Ночевать здесь… Где?

Спать на обочине? На площади? На пустыре, среди выцветших домов и немых фонарей? – рассудок, казалось, начинал паниковать, но я уже не слушала его. Я подняла взгляд и увидела его – «Гранд-Отель». Тихий, почти вымерший, но с благородными окнами в духе старой архитектуры. Каменная сдержанность, высокие двери, тёплый свет в холле. Рядом – ничего. Ни машин. Ни прохожих. Я остановилась. Посидела ещё немного, просто глядя на фасад. Он был как знак. Новый знак. Явный. И весенний.

Слишком красивый, чтобы отмахнуться. Слишком много чувств во мне, чтобы притворяться, будто этот вечер как все.

Я взяла с собой только наличные – достаточно, чтобы исключить любые вопросы и без лишних слов оплатить номер, да ещё оставить щедрые чаевые. Всё остальное спрятала. Я знаю, как открыть свою машину без ключей. Я умею.

Одеваться? Нет, смешно. Поздний вечер, пустота. И – это особое состояние: я всё ещё была под очарованием той, другой женщины, героини журнальной истории, и знала – я могу. Мне просто нужен номер. С тишиной с возможностью просто лечь – и раствориться. Уснуть – как будто в другой жизни. В неком подобии той дерзкой, почти невозможной реальности, где свобода – не лозунг, а стиль дыхания. Я подошла к дверям. Плавно. Спокойно. Уверенно. Я была – как Флоранс. А может быть, уже понемногу становилась собой.

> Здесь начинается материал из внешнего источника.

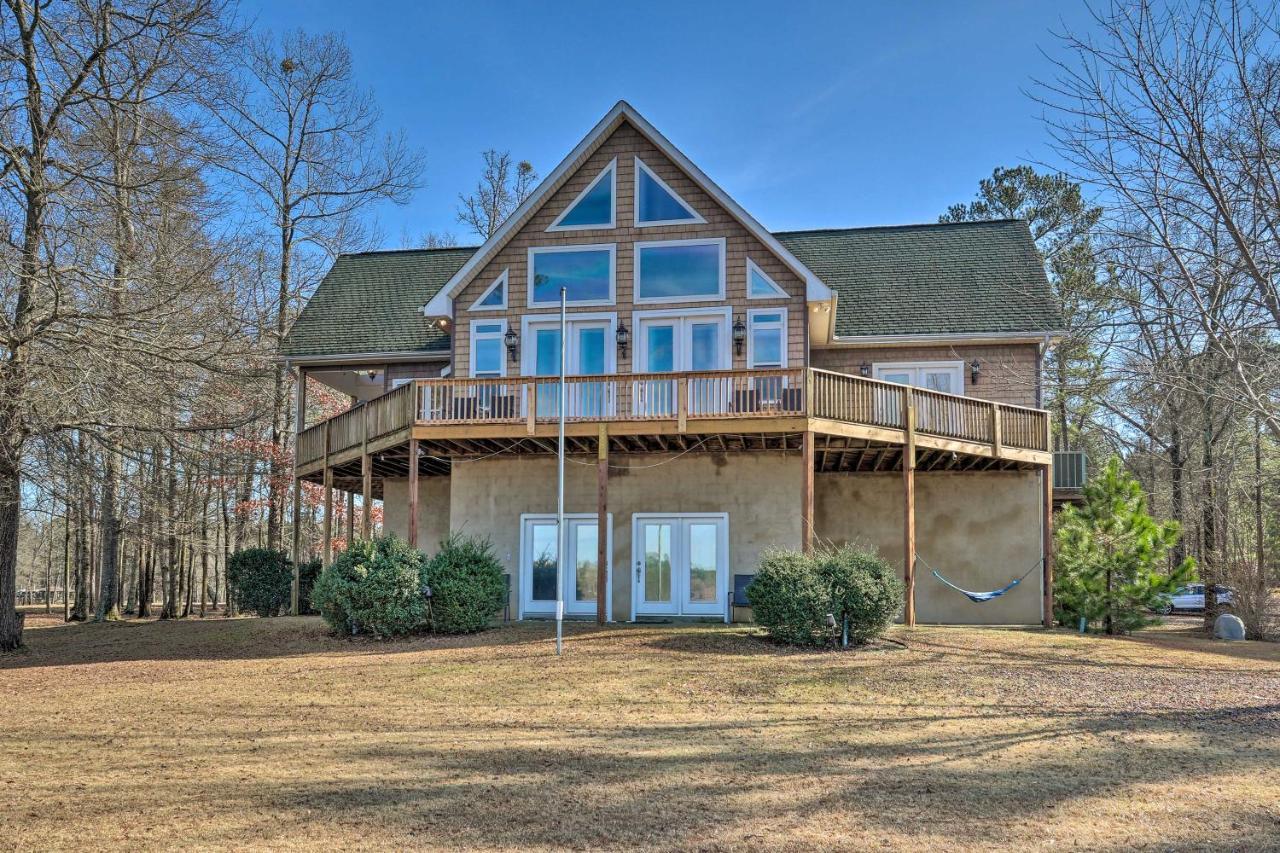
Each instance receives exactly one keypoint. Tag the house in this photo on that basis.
(730, 389)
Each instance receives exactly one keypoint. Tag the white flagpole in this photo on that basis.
(561, 539)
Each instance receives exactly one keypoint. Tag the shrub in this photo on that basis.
(374, 587)
(466, 585)
(794, 593)
(261, 580)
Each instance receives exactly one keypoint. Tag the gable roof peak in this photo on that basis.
(442, 304)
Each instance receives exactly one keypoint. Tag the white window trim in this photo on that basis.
(529, 354)
(577, 247)
(752, 267)
(955, 366)
(521, 607)
(609, 172)
(635, 201)
(720, 242)
(639, 349)
(750, 338)
(502, 281)
(502, 345)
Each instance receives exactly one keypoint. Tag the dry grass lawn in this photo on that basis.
(272, 734)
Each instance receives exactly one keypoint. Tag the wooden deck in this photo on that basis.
(851, 419)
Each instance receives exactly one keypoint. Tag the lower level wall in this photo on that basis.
(433, 510)
(978, 529)
(760, 493)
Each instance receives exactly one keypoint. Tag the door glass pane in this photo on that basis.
(662, 349)
(657, 562)
(702, 561)
(543, 551)
(585, 559)
(705, 346)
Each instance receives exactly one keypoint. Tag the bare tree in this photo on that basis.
(502, 187)
(311, 156)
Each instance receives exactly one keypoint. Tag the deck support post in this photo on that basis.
(366, 498)
(602, 525)
(328, 515)
(297, 541)
(1047, 546)
(412, 492)
(909, 506)
(807, 491)
(351, 518)
(300, 423)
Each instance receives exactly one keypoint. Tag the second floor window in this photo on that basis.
(680, 270)
(584, 272)
(487, 350)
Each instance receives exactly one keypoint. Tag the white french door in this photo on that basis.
(539, 546)
(693, 341)
(680, 564)
(588, 352)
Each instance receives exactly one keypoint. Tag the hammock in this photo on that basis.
(986, 596)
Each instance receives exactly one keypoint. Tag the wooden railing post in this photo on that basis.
(909, 506)
(531, 404)
(681, 404)
(997, 445)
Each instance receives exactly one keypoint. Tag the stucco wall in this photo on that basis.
(979, 529)
(433, 510)
(760, 493)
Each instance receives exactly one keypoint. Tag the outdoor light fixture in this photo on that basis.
(624, 336)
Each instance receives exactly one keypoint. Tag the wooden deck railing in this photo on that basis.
(718, 395)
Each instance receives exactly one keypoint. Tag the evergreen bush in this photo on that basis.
(374, 587)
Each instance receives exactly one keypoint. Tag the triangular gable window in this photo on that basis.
(759, 286)
(593, 206)
(494, 299)
(657, 204)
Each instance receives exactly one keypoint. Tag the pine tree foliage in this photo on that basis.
(1111, 556)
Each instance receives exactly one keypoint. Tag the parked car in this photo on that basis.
(1192, 597)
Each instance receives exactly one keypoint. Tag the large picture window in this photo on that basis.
(680, 270)
(584, 272)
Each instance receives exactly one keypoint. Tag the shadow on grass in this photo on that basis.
(723, 784)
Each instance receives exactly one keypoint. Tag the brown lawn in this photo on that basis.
(272, 734)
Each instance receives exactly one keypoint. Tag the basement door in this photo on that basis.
(538, 564)
(680, 564)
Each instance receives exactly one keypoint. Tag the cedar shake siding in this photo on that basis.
(1009, 372)
(626, 144)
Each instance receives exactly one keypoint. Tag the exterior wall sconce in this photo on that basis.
(624, 336)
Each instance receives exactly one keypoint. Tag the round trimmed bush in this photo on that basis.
(374, 587)
(794, 593)
(466, 585)
(261, 580)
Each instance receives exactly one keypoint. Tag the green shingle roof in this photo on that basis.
(371, 302)
(955, 278)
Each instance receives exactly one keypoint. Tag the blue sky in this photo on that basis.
(810, 114)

Дверь была приоткрыта. Внутри – тишина. Мягкий свет ночника в вестибюле.

Я вошла в вестибюль почти бесшумно. Пол глушил шаги, будто был устлан коврами памяти. За стойкой спала пожилая женщина, аккуратная, седая, с заколотыми волосами и очками, съехавшими на кончик носа. Я чуть кашлянула, не громко, но ровно настолько, чтобы вернуть её в реальность.

Она вздрогнула, подняла глаза. Конечно, она не увидела моей наготы – стойка была высокой, до самого подбородка. Только лицо. Только усталый, спокойный взгляд, из которого уже вылилась вся тревога дня.

– Один номер? – спросила она почти шёпотом, словно всё происходящее не должно было нарушать тишину здания.

– Да. Один.

– Возьмите наш люкс, не пожалеете, – произнесла она по-отработанному, почти автоматически.

– Безусловно, люкс, – кивнула я. Потому что, конечно же, я – фея. И феям полагается люкс. Хотя бы на одну ночь.

Оплата, нет сдачи, оставьте, это вам – всё как в полусне, будто я уже принадлежала этому месту, этой ночи, этому городу. Посмотрела ли она мне в след, может быть но предпочла поспать, чем устраивать разборку. Деньги у нее, что еще нужно от постояльца, только тишины. Я в этом идеальна.

Я поднялась по лестнице. Тихо. Медленно. Без звука. Уставшая, но лёгкая, как шелковый платок. Ковры заглушали шаги. Стены дышали временем. В номере – высокие потолки, деревянные панели, мягкий свет бра. Комната была просторной, с высоким потолком, зеркалами в резных рамах, широкой кроватью, окнами наверное на юг.

Ванная комната – как во сне. В стиле модерн: мрамор, старинные краны, глубокая чаша ванны. Я включила воду, тёплую, шелковую. Вошла под струи, и закрыла глаза.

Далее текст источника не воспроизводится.